Issam Chebbi: « Davantage de mobilisation pour contrer la corruption »

Issam Chebbi Jomhouri L'Economiste Maghrébin

Le colloque organisé dimanche 7 mai par le parti al Joumhouri sur  » La Tunisie contre la corruption » met en évidence le fait  » qu’il y a urgence à combattre ce phénomène  qui gangrène notre société  » , comme a firmé Issam Chebbi, secrétaire général du parti

Selon lui,  la corruption touche presque tous les secteurs aussi bien public que privé. Il précise: « Nous sommes face à de grands défis à relever afin d’anéantir ce fléau. Cela dit, la plus grande difficulté est de savoir comment lutter contre la corruption, mais encore comment instaurer un volet juridique ? ».

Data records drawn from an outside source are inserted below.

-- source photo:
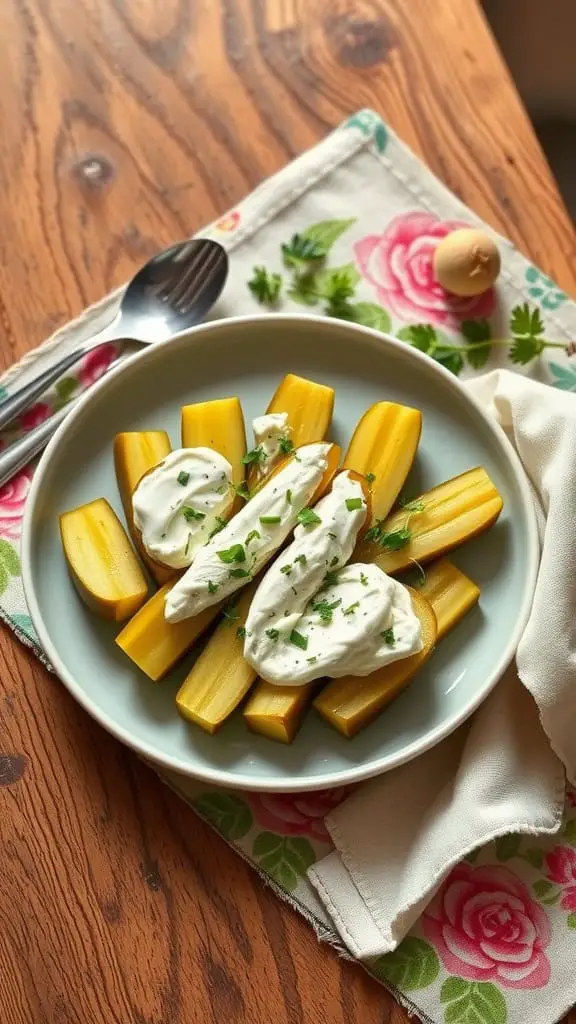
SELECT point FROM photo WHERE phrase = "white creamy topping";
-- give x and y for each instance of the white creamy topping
(269, 431)
(352, 622)
(248, 542)
(179, 503)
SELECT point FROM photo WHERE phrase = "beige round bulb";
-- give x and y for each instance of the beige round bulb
(466, 262)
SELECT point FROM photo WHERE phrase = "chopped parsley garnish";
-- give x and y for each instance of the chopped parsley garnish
(298, 639)
(256, 456)
(220, 523)
(397, 540)
(264, 287)
(330, 580)
(412, 504)
(325, 609)
(307, 517)
(351, 608)
(191, 514)
(234, 554)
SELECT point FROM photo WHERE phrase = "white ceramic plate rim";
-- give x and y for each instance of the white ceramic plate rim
(306, 782)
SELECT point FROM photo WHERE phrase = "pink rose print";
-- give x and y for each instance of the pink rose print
(399, 264)
(486, 927)
(12, 499)
(561, 864)
(95, 364)
(35, 416)
(297, 813)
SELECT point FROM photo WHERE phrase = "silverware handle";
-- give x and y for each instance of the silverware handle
(12, 407)
(23, 451)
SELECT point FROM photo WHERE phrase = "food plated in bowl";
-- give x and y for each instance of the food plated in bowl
(296, 531)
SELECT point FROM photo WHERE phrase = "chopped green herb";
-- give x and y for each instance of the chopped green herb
(191, 514)
(234, 554)
(239, 573)
(298, 639)
(351, 608)
(264, 287)
(325, 609)
(220, 523)
(256, 456)
(412, 504)
(396, 540)
(307, 517)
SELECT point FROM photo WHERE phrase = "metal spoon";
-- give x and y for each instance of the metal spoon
(173, 291)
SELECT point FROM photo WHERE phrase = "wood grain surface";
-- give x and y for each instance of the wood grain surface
(127, 124)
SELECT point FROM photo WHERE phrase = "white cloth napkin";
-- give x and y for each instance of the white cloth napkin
(504, 770)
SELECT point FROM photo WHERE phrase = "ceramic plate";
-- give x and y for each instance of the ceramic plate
(248, 356)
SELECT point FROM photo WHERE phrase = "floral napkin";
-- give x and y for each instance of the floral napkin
(374, 212)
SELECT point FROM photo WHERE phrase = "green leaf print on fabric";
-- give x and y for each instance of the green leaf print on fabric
(285, 858)
(370, 125)
(326, 232)
(565, 377)
(507, 847)
(472, 1003)
(9, 564)
(227, 812)
(544, 289)
(414, 965)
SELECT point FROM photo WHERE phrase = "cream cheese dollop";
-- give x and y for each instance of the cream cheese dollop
(180, 502)
(251, 538)
(270, 431)
(314, 615)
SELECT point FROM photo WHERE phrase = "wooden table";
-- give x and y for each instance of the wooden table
(126, 125)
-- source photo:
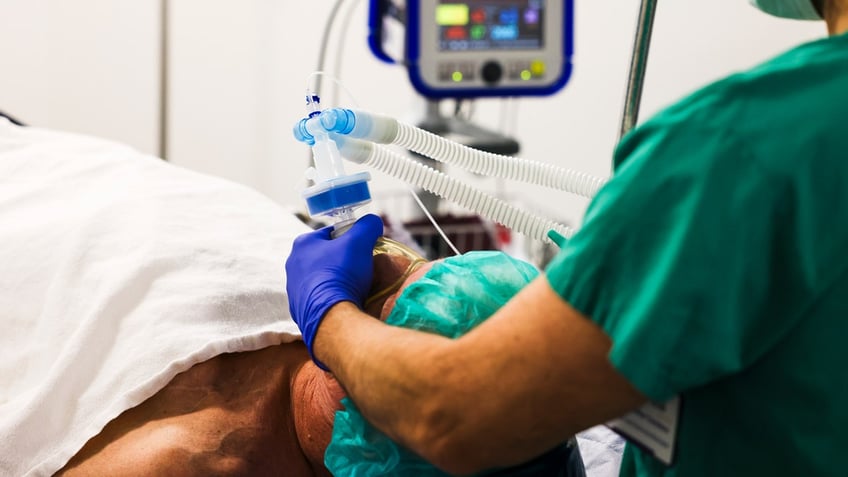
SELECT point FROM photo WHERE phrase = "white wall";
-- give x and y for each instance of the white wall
(240, 69)
(88, 66)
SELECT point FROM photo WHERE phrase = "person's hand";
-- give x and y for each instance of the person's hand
(322, 271)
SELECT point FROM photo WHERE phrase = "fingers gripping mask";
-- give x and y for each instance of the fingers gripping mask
(794, 9)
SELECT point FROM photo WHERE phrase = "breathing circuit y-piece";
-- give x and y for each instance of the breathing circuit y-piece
(334, 194)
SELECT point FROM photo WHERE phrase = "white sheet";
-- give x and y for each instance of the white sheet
(118, 272)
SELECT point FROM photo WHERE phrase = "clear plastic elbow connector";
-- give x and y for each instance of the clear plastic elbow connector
(358, 136)
(334, 193)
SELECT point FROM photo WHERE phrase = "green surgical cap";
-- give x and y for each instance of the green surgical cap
(453, 297)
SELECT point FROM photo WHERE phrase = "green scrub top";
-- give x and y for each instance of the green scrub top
(716, 259)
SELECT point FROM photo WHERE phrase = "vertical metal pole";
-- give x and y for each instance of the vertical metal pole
(163, 79)
(638, 65)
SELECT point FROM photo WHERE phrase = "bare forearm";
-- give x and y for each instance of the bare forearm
(388, 371)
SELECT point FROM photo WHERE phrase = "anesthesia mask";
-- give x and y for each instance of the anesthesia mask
(794, 9)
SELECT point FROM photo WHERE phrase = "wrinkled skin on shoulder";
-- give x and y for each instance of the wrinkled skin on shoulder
(264, 412)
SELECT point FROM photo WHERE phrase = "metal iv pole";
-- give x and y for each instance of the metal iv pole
(638, 65)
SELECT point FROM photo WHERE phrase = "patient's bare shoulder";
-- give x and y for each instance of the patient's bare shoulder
(231, 415)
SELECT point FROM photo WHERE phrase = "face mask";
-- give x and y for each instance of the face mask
(795, 9)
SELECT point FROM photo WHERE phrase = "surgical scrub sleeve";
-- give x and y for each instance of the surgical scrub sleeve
(717, 262)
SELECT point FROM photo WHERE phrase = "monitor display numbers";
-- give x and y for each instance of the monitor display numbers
(490, 25)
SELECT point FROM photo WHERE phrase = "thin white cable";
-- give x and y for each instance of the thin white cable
(335, 80)
(417, 174)
(433, 220)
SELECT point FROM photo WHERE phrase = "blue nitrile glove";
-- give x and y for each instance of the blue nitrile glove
(322, 271)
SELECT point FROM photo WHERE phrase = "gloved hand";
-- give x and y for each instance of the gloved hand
(322, 271)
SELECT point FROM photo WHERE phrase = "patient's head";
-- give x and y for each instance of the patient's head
(448, 297)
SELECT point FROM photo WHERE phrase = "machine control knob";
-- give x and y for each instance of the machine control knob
(492, 72)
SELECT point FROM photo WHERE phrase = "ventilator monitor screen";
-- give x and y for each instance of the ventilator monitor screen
(490, 25)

Il ajoute: « La bataille d’al joumhouri c’est celle de tous les Tunisiens, même si nous estimons que nous sommes en retard dans la lutte contre la corruption. Aujourd’hui, nous devons nous unir  et là j’en appelle à toute la classe politique qui souhaite se joindre à nous pour adopter une stratégie nationale de lutte contre la corruption ». 

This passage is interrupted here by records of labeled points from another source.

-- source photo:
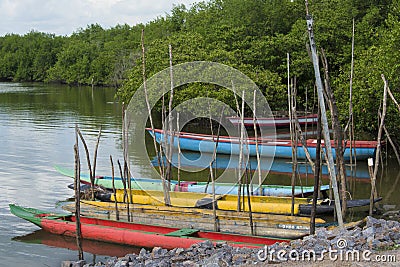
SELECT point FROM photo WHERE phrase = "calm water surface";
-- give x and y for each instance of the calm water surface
(37, 132)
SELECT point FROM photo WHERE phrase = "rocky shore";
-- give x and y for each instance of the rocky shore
(354, 245)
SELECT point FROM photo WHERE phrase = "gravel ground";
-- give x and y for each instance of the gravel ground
(366, 246)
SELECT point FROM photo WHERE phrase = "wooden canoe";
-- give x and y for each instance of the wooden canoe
(227, 221)
(133, 234)
(191, 186)
(277, 122)
(67, 242)
(268, 147)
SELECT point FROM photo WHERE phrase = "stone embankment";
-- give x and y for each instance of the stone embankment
(335, 244)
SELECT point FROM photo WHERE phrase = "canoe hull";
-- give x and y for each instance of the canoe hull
(131, 233)
(266, 147)
(192, 186)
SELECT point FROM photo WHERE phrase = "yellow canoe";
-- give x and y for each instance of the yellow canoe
(227, 221)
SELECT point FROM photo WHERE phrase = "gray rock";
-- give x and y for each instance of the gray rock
(66, 263)
(79, 263)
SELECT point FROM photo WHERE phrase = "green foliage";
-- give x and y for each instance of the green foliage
(253, 36)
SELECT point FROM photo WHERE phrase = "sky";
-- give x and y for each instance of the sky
(63, 17)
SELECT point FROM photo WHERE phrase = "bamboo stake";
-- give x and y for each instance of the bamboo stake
(257, 152)
(165, 187)
(378, 146)
(351, 116)
(168, 172)
(125, 191)
(114, 191)
(249, 202)
(77, 196)
(179, 152)
(324, 121)
(241, 152)
(88, 162)
(303, 142)
(95, 160)
(316, 175)
(216, 145)
(337, 133)
(292, 139)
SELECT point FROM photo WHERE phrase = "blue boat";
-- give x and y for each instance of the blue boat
(267, 147)
(191, 160)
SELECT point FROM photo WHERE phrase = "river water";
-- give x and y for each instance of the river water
(37, 132)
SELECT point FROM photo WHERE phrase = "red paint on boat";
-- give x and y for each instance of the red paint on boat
(145, 235)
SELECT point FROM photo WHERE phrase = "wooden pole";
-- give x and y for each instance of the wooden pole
(179, 152)
(316, 175)
(249, 201)
(292, 139)
(114, 191)
(257, 151)
(168, 173)
(324, 121)
(351, 116)
(77, 196)
(95, 159)
(378, 146)
(371, 174)
(337, 133)
(125, 191)
(241, 152)
(167, 200)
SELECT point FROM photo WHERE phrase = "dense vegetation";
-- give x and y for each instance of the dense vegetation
(250, 35)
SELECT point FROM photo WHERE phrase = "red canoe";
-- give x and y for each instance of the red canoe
(125, 233)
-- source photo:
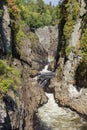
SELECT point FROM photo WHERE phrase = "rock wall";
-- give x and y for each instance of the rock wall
(17, 108)
(67, 92)
(5, 33)
(48, 38)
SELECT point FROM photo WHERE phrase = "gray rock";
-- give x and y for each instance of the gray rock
(6, 30)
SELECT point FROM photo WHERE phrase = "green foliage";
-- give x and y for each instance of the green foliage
(84, 39)
(1, 13)
(70, 11)
(9, 77)
(36, 13)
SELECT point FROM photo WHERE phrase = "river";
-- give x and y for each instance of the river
(52, 117)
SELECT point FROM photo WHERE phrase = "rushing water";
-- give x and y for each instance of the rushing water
(52, 117)
(58, 118)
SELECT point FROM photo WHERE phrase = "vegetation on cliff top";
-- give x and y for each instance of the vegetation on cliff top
(84, 38)
(9, 77)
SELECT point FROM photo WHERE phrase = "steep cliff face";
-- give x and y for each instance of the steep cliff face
(17, 106)
(5, 33)
(48, 38)
(70, 89)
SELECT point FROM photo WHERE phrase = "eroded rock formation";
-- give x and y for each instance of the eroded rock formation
(69, 90)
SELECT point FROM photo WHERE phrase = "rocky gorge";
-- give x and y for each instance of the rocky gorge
(18, 107)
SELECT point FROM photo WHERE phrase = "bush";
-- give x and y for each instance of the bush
(9, 77)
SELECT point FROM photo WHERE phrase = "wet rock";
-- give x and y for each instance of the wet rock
(69, 90)
(48, 38)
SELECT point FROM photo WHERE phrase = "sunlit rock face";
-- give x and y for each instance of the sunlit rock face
(52, 117)
(5, 31)
(48, 38)
(67, 88)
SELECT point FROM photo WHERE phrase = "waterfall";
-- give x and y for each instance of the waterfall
(57, 118)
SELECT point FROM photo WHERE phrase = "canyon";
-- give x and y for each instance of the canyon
(19, 109)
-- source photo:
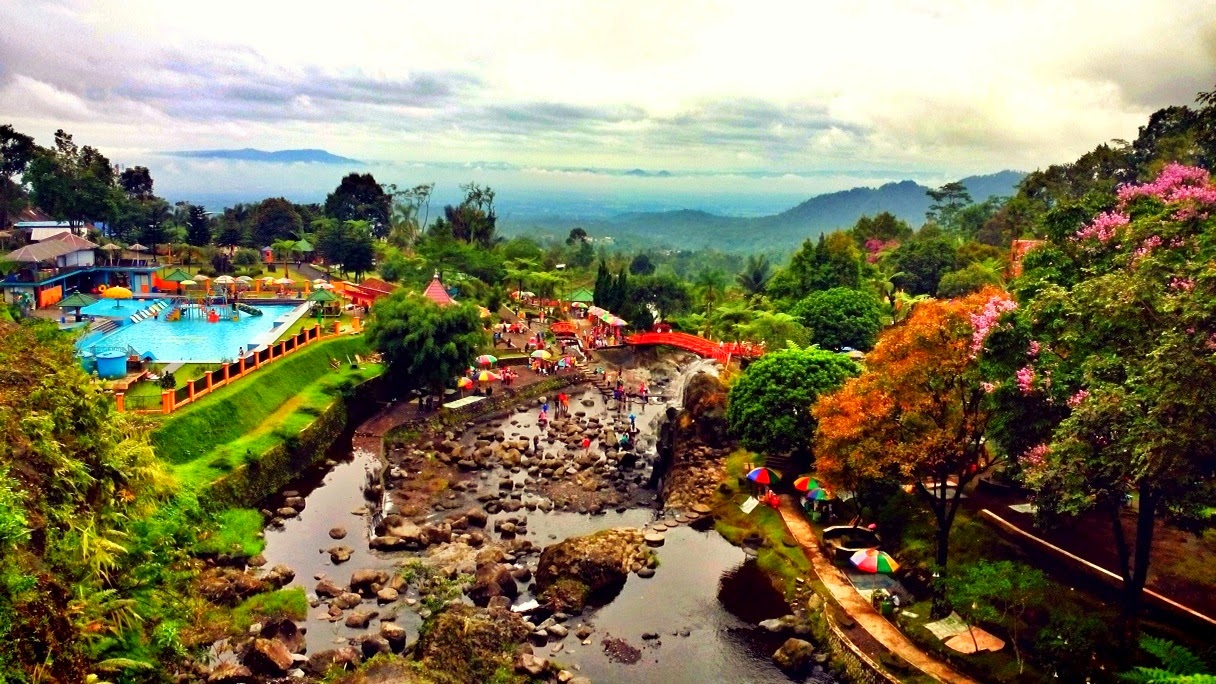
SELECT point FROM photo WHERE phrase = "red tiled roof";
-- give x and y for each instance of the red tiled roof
(437, 293)
(377, 284)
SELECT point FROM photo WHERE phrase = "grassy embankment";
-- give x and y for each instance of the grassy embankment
(210, 437)
(1068, 629)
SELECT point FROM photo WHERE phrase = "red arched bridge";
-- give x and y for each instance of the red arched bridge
(708, 348)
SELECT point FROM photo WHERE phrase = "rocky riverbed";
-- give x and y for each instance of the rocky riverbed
(532, 547)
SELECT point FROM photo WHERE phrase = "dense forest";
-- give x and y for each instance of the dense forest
(100, 549)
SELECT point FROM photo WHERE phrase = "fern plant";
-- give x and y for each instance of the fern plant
(1178, 665)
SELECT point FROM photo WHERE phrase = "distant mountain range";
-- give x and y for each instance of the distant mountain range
(823, 213)
(276, 157)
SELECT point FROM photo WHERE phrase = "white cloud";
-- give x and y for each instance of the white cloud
(953, 88)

Un  phénomène  qui prend de plus en plus d’ampleur  et qui « affaiblit les institutions de l’Etat », martèle-t-il tout en  poursuivant: « En toute sincérité, nous ne sommes pas satisfaits du rendement de l’accord de Carthage, qui, à mon avis, n’a pas été respecté. Il faut qu’il y ait plus de mobilisation ».

La priorité selon M. Chebbi est de lancer un appel à une coalition de partis politiques pour contrer ce phénomène et mener la guerre à la corruption. Même constat de leur  porte-parole Wassim Bouthouri. Il indique: “Aujourd’hui, c’est plus qu’un slogan que nous voulons faire passer, car il s’agit de notre combat, non seulement en tant que parti politique, mais celui des Tunisiens”.

mayajribi

Et de conclure: « En d’autres termes,  il faut une guerre nationale contre la corruption car c’est un fléau qui  détruit l’espoir des jeunes tunisiens  avec un chômage en hausse, l’absence de développement régional ».

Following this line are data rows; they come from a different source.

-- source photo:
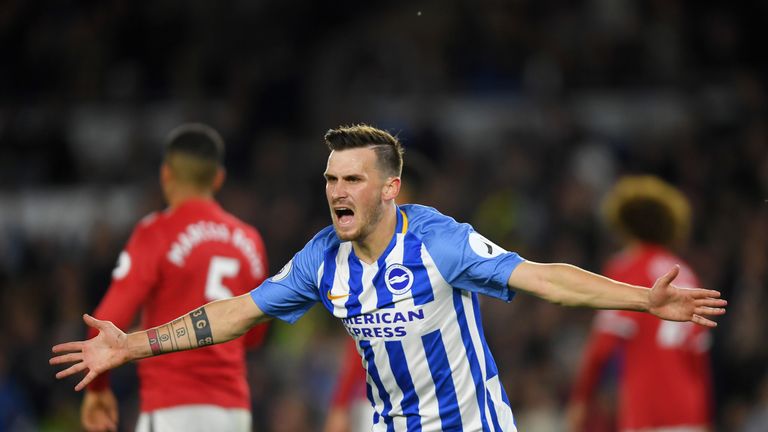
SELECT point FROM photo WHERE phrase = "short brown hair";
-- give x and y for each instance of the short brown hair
(195, 153)
(389, 151)
(648, 209)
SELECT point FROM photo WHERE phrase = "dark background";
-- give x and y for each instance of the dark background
(516, 116)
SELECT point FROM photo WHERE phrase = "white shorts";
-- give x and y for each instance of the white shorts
(195, 418)
(672, 429)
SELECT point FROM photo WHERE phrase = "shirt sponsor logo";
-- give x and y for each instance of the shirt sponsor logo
(398, 279)
(382, 324)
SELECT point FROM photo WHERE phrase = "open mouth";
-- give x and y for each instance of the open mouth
(344, 215)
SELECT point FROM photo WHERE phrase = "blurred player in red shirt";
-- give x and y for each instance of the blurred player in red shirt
(190, 254)
(350, 409)
(664, 381)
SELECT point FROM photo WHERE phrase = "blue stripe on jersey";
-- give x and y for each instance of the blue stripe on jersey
(490, 366)
(355, 282)
(491, 370)
(437, 360)
(369, 394)
(384, 299)
(373, 373)
(329, 271)
(474, 363)
(492, 409)
(422, 288)
(410, 402)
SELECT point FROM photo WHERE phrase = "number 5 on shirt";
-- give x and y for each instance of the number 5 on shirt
(218, 269)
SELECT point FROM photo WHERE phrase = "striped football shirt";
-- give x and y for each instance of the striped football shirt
(415, 317)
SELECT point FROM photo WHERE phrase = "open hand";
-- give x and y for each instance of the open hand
(94, 356)
(673, 303)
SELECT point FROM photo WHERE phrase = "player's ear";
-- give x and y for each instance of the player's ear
(165, 173)
(218, 180)
(391, 188)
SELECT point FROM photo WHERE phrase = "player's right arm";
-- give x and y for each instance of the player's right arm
(214, 323)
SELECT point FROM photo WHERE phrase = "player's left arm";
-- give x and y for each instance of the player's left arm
(216, 322)
(572, 286)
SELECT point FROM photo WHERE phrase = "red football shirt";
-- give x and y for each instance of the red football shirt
(665, 373)
(351, 384)
(174, 262)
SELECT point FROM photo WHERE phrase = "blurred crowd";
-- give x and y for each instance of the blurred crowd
(516, 117)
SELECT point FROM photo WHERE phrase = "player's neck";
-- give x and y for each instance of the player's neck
(370, 248)
(181, 196)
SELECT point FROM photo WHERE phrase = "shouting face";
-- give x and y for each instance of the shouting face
(354, 188)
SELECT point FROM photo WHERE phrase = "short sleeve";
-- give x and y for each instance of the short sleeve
(291, 292)
(466, 259)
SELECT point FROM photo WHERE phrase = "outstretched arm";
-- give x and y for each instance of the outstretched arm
(571, 286)
(214, 323)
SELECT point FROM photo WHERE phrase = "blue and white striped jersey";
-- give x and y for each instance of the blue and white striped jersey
(415, 316)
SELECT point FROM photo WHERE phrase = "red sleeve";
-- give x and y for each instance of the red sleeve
(351, 379)
(597, 353)
(132, 280)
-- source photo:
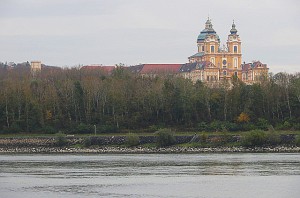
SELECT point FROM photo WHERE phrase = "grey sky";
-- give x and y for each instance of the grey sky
(72, 32)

Voilà cela fait plus de deux ans que la plupart des dossiers demeurent au stade initial. Autrement dit, la corruption est un facteur dominant de la mauvaise gouvernance et qui représente d’autant plus un obstacle à la transparence et à la bonne gestion des institutions. Il va falloir une stratégie nationale pour la combattre.